Tests à grande d’échelle et stratégie d’isolation pérenne
Le Sénégal aurait dû investir massivement dans une stratégie de tests à grande échelle sur toute personne présentant des symptômes, avec une isolation des personnes malades pensée de façon pérenne et par pallier. Aujourd’hui tous les tests sont réaliser à Dakar par l’institut Pasteur. Dans l’attente des résultats, les patients peuvent vaquer à leurs occupations risquant de contaminer encore plus de monde. Si des centres de tests avaient été installés dans toutes les régions, le diagnostic se ferait beaucoup plus rapidement et l’isolation des malades plus efficaces.
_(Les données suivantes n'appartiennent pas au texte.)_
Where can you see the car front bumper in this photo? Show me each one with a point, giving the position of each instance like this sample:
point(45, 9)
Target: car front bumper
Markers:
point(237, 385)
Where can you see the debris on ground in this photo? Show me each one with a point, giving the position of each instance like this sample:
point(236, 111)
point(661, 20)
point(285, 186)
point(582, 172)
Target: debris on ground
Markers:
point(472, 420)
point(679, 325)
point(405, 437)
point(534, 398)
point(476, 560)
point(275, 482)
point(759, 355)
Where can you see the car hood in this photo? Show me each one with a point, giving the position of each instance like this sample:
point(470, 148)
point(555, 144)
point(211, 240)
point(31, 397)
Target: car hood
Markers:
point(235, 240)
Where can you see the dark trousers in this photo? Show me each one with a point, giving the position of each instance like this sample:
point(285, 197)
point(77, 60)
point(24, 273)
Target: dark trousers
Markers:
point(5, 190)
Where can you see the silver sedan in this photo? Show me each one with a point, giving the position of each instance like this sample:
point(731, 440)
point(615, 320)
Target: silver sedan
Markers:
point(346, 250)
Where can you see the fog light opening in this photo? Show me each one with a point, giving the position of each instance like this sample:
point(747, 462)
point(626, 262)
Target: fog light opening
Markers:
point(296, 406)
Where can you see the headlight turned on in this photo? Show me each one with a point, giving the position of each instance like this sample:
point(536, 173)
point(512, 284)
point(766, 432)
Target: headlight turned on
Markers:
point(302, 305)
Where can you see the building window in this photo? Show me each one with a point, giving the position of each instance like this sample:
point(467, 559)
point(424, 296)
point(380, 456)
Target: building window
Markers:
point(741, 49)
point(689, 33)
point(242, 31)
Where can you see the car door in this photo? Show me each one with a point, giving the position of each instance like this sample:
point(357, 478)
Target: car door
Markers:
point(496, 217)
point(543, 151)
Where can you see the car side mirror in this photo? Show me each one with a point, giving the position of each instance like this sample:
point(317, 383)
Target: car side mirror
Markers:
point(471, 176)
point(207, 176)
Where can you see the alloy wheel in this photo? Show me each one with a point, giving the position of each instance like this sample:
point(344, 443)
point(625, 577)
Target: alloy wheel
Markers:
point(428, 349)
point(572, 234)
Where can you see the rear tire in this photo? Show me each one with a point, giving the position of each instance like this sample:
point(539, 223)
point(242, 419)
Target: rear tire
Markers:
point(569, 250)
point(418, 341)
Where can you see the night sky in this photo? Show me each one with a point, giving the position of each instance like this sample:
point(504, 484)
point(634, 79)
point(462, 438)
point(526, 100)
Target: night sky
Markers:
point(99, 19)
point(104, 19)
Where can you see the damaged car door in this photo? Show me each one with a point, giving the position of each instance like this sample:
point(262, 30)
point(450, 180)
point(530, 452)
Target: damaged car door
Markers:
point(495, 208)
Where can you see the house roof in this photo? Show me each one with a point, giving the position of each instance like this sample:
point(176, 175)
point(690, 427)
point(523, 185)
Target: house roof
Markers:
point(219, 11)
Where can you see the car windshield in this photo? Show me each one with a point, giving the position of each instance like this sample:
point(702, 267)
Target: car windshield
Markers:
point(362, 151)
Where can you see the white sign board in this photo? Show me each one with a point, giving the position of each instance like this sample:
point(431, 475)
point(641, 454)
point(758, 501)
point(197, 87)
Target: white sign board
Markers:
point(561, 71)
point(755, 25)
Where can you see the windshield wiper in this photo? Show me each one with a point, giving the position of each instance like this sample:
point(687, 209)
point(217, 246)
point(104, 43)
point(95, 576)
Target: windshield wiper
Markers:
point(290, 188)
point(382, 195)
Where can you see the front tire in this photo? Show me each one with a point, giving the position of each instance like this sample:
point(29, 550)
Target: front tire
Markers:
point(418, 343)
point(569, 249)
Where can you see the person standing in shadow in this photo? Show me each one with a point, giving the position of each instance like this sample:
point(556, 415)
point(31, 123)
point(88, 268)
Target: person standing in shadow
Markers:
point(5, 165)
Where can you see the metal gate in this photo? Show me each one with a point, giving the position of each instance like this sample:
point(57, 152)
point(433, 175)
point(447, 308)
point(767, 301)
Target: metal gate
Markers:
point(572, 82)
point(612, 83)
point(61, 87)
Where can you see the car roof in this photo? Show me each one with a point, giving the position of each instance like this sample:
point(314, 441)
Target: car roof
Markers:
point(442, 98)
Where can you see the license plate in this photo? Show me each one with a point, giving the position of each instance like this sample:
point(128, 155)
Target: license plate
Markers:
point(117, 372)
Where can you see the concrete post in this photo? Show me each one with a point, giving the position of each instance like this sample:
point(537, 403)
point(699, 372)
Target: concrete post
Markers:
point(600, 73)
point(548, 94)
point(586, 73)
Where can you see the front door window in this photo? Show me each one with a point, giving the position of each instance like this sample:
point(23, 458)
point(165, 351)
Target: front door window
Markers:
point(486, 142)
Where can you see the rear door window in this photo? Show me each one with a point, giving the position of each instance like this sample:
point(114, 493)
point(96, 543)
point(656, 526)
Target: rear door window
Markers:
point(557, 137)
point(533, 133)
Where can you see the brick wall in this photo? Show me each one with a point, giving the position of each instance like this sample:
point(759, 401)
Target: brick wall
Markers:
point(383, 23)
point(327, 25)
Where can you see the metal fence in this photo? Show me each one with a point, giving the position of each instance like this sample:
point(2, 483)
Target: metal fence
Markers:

L’Etat n’a pas les moyens de loger toutes les familles mises en quarantaine dans des hôtels. A la place une isolation surveillée à domicile avec assistance médicale aurait été plus judicieux. Seuls les cas graves seraient acceptés à l’hôpital. Cette stratégie exige une logistique adaptée et des investissements colossaux dans les tests virologiques RT-PCR préconisés pour établir le diagnostic de la maladie.
Sensibilisation sur la nature de la maladie
Le gouvernement du Sénégal a déployé des moyens importants dans la communication avec la transparence dans les communiqués quotidiens sur l’évolution de la maladie. Des campagnes de sensibilisation se sont malheureusement concentrées uniquement sur les mesures d’hygiène et de distanciation sociale à adopter. En revanche, beaucoup de gens ignorent encore les caractéristiques de la maladie. Comment peut-on l’attraper et ne développer aucun symptôme ? Comment peut-on la transmettre même si on ne se sent pas malade ? Des patients parfois guéris se mettent à douter de la maladie par honte d’avoir vu leur familles mises en quarantaine ou simplement par méconnaissance des spécificités de la maladie. A l’avenir un effort de pédagogie plus important devra y être consacré parce que cela augmente la méfiance des populations dont la coopération est primordiale pour vaincre pareille pandémie. Le folklore qui accompagne la sensibilisation n’est d’aucune utilité.
En définitive, les autorités sénégalaises confrontées à la pandémie de la COVID-19 ont adopté dans la précipitation des mesures restrictives inadaptées et intenables économiquement de surcroît sur la durée. Cette pandémie par la même occasion a mis en exergue la fragilité et les nombreuses carences de notre système de santé mais également la fébrilité de notre économie portée par le secteur informel. Le gouvernement avec certes très peu de moyens, a sans doute manqué une belle occasion d’exposer le génie sénégalais en adoptant des solutions innovantes et viables pour lutter efficacement contre le virus tout en soutenant l’économie.
A défaut, il est demandé aujourd’hui aux sénégalais d’apprendre à vivre avec le virus avec l’assouplissement des mesures restrictives. Les conséquences risquent d’être dramatiques. A l’avenir il faudra se pencher sérieusement sur des stratégies concertées à l’échelle régionale et continentale pour venir à bout de tels fléaux qui risquent hélas de se répéter.